There was only one proper Tones On Tail album.  It was called Pop and it was released in 1984.  (Yes, they used that title long before U2.)  Performance was the first single.  It flopped.  Lions, the follow-up, didn’t fare much better.  However, the B-side to that second single, Go!, unexpectedly became an enormous hit in dance clubs and on radio.  Too bad it wasn’t on Pop.  The commercial success of that single might’ve helped the band move some records.  According to their official label biography, they were considered too depressing to get into.  As a result, this 2-year-old side project "semi-acrimoniously" called it a day the same year they released Pop. 
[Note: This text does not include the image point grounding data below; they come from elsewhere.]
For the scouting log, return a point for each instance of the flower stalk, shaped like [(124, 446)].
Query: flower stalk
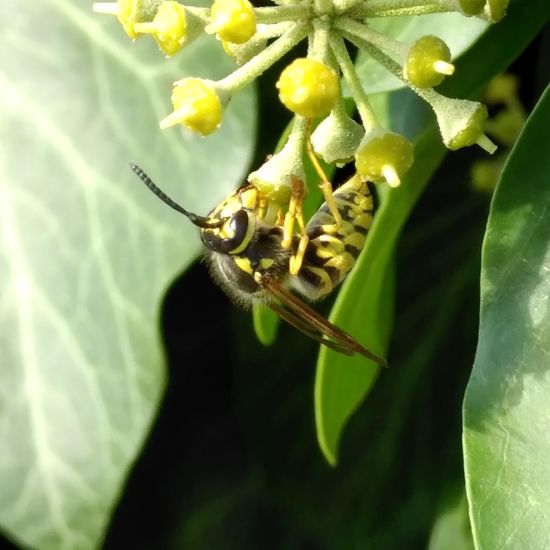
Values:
[(310, 87)]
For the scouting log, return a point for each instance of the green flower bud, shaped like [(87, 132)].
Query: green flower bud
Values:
[(496, 9), (384, 155), (275, 177), (337, 137), (471, 7), (461, 123), (428, 62)]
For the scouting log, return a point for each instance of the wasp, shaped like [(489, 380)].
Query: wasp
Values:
[(248, 257)]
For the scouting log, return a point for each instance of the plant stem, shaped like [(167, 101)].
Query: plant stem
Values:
[(348, 69), (259, 63)]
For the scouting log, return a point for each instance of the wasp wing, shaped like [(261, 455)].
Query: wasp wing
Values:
[(298, 322), (306, 319)]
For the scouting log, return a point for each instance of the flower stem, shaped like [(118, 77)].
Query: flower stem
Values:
[(366, 33), (388, 8), (348, 69), (318, 46), (276, 14), (378, 55), (259, 63)]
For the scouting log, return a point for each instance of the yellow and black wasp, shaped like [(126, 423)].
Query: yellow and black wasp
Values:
[(255, 258)]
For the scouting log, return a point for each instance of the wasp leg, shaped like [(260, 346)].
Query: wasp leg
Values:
[(326, 188), (295, 213)]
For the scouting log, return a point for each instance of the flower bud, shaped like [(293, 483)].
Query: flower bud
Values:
[(275, 177), (471, 7), (168, 27), (496, 9), (428, 62), (308, 88), (129, 12), (232, 20), (337, 137), (384, 155), (197, 106), (461, 123)]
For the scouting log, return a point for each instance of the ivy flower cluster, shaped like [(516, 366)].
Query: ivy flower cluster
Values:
[(311, 86)]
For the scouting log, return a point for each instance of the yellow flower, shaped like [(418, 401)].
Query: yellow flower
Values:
[(232, 20), (168, 27), (197, 106), (308, 87)]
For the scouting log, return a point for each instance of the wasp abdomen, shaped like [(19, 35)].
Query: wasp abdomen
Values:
[(333, 249)]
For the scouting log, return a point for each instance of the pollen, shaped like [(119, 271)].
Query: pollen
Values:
[(308, 87), (232, 21), (196, 106)]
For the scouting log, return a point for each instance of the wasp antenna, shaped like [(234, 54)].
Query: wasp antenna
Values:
[(160, 194), (197, 220)]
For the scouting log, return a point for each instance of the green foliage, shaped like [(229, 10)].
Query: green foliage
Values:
[(342, 382), (87, 255)]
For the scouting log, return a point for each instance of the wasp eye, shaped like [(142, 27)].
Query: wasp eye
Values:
[(232, 237)]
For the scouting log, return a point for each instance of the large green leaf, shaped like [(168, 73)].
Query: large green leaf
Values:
[(361, 308), (506, 408), (86, 253)]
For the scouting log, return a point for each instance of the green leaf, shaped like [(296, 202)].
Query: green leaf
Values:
[(86, 253), (457, 31), (343, 382), (451, 530), (506, 408), (365, 303)]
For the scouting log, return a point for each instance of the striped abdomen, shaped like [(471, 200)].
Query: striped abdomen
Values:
[(331, 252)]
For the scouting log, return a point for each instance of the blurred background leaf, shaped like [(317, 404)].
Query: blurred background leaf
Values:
[(86, 253), (506, 409)]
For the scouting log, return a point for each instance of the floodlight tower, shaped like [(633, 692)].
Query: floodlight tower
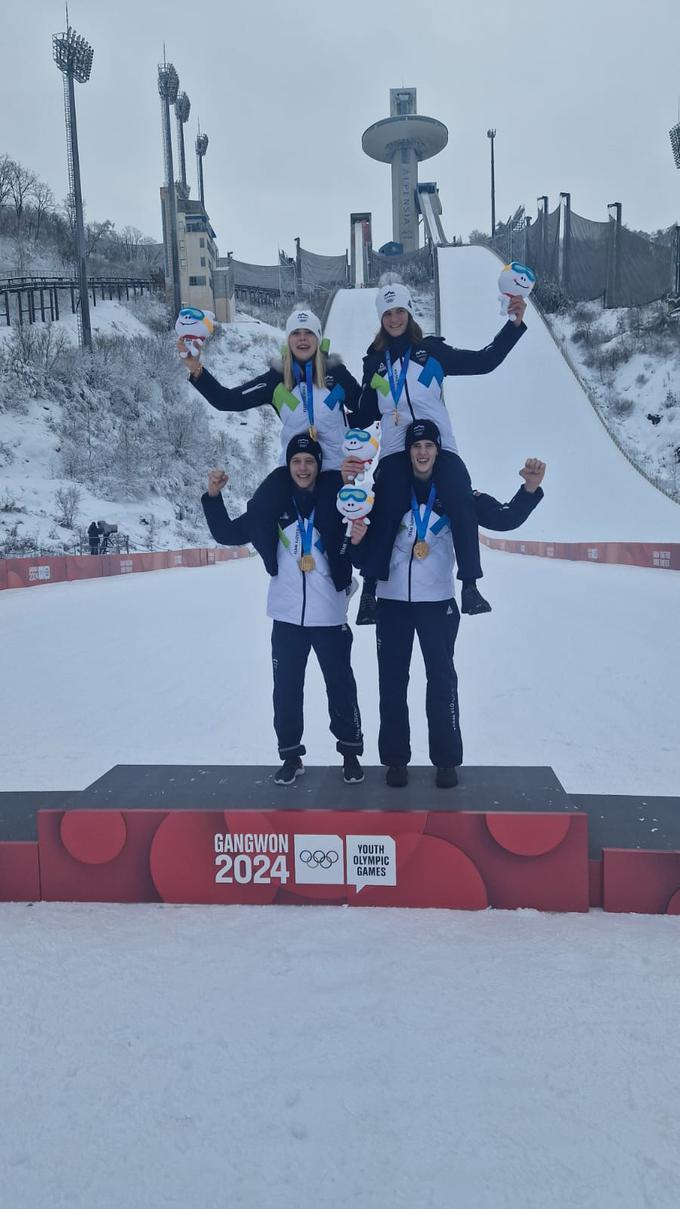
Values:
[(182, 110), (73, 57), (491, 137), (675, 144), (675, 148), (404, 139), (201, 148), (168, 88)]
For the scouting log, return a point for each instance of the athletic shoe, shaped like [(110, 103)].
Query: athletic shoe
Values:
[(289, 770), (447, 777), (352, 771), (472, 601), (367, 609)]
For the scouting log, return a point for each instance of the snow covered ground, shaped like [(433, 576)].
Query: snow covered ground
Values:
[(317, 1058), (639, 399), (30, 449), (534, 406), (575, 669), (269, 1058)]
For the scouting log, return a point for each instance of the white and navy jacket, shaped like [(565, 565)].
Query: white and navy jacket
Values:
[(334, 405), (312, 597), (430, 362), (432, 578), (427, 579)]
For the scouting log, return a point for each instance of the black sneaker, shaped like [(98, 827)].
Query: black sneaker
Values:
[(367, 609), (289, 770), (472, 601), (447, 777), (352, 771)]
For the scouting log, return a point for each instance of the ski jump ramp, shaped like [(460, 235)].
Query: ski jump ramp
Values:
[(534, 406), (531, 406)]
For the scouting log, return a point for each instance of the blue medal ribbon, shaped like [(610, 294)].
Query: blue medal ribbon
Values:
[(422, 522), (306, 528), (396, 388), (307, 391)]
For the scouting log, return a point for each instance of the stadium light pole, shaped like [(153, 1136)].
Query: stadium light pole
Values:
[(675, 143), (73, 57), (182, 110), (675, 148), (201, 148), (491, 136), (168, 88)]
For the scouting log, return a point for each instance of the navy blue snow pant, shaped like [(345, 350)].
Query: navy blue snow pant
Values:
[(436, 624), (393, 481), (290, 647)]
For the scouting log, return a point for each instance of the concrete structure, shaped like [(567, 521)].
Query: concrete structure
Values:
[(197, 258), (404, 139)]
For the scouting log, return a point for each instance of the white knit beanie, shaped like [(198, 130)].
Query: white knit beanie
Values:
[(306, 319), (393, 295)]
After a failed attempt to lure singer Peter Murphy back to Bauhaus, Ash, Haskins and David J started the highly successful Love & Rockets which lasted until 1999.  Meanwhile, Go! became one of those songs you couldn’t escape.  It was used in movies like Career Opportunities, Grosse Pointe Blank and Party Monster.  It’s been featured in an ad campaign for gum.  You can hear it on numerous retro compilations and sometimes, when you’re watching a hockey game, usually one involving The Edmonton Oilers, just before the puck is dropped, you’ll hear its familiar refrain:   "Ya ya ya ya ya ya yaya ya!" 
Not bad for a song relegated to the flip side of a unpopular single after being rejected for album consideration. 
"Another Brick In The Wall, Part 2" by The Class Of ’99
Layne Staley was no stranger to side projects.  In 1995, he sang for the Seattle supergroup, Mad Season, which also featured Mike McCready of Pearl Jam among his bandmates.  (Remember "River Of Deceit"?)  After only making one album with this lineup, Staley went back to Alice In Chains and his increasingly dangerous heroin habit.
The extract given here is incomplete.